Moreland Commission Issues Preliminary Report

Last night, the Moreland Commission to Investigate Public Corruption released its preliminary report.  (Read the Commission’s press release, and the full report.)

Governor Cuomo’s anti-corruption commission report is a scathing assessment of Albany’s culture of corruption.  It provides an update on its ongoing investigations, and makes a number of reform recommendations.

Among the legislative recommendations are the following:

  • enacting a system of public campaign financing for statewide elections
  • lowering campaign contribution limits;
  • closing the “LLC” and the “party housekeeping account” loopholes;
  • requiring greater disclosure and monitoring of “independent expenditures”;
  • improving the state’s bribery laws; and
  • greater criminal penalties for crimes that violate the public trust.

Seven of the 25 Commission members “dissented” from the public financing recommendation, noting that the Commission did not “cite any persuasive evidence that public financing reduces the kinds of public corruption that spawned this Commission.”

Gov.

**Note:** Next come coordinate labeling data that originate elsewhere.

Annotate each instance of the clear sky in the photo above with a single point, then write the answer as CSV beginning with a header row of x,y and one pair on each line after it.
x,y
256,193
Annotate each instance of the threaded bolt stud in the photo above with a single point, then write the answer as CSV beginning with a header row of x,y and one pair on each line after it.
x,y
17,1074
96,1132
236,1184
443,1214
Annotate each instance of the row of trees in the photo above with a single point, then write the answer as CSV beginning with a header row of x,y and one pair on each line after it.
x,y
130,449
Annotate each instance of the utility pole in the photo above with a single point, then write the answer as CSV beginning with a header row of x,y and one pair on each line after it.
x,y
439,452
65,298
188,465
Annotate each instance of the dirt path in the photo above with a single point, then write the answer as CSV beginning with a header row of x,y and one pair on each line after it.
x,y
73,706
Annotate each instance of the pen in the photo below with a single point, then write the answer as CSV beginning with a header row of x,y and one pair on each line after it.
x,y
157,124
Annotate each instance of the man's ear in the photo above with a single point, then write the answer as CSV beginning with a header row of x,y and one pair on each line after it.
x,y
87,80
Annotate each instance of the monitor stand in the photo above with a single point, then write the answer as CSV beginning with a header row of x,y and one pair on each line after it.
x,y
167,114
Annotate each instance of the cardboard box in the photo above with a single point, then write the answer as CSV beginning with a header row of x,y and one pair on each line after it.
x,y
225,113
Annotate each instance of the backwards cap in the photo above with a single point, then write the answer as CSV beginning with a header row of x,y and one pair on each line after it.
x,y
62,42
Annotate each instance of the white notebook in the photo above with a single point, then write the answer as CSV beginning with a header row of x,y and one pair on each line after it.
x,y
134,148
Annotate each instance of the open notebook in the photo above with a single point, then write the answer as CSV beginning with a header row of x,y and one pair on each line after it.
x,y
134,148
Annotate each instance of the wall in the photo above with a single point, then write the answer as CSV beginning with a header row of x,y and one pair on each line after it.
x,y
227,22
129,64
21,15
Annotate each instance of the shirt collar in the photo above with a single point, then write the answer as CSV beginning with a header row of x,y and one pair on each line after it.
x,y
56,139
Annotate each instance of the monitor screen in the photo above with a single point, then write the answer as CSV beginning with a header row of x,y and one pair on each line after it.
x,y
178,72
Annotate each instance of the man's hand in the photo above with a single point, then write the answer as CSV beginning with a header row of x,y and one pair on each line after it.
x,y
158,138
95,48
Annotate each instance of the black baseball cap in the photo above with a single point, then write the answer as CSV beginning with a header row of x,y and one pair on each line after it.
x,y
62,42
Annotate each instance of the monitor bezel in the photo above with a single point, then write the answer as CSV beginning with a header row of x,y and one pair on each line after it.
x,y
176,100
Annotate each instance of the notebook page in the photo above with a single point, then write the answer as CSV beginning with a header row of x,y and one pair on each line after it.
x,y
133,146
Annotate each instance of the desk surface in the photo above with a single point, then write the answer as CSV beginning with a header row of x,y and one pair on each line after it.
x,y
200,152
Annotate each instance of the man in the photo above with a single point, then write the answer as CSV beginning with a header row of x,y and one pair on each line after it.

Cuomo released the following statement upon the report’s release:

“I want to thank the Commission members and staff for their dedication and public service, and look forward to reviewing the Commission’s findings in detail and continuing to work with the legislature to enact systemic reform.”

Read news coverage from the NY Times, Capital NY, the Times Union, Gannett, the Daily News, the NY Post and WAMC.

Daily News columnist Bill Hammond says that the Commission – and its report — fells short of what’s needed.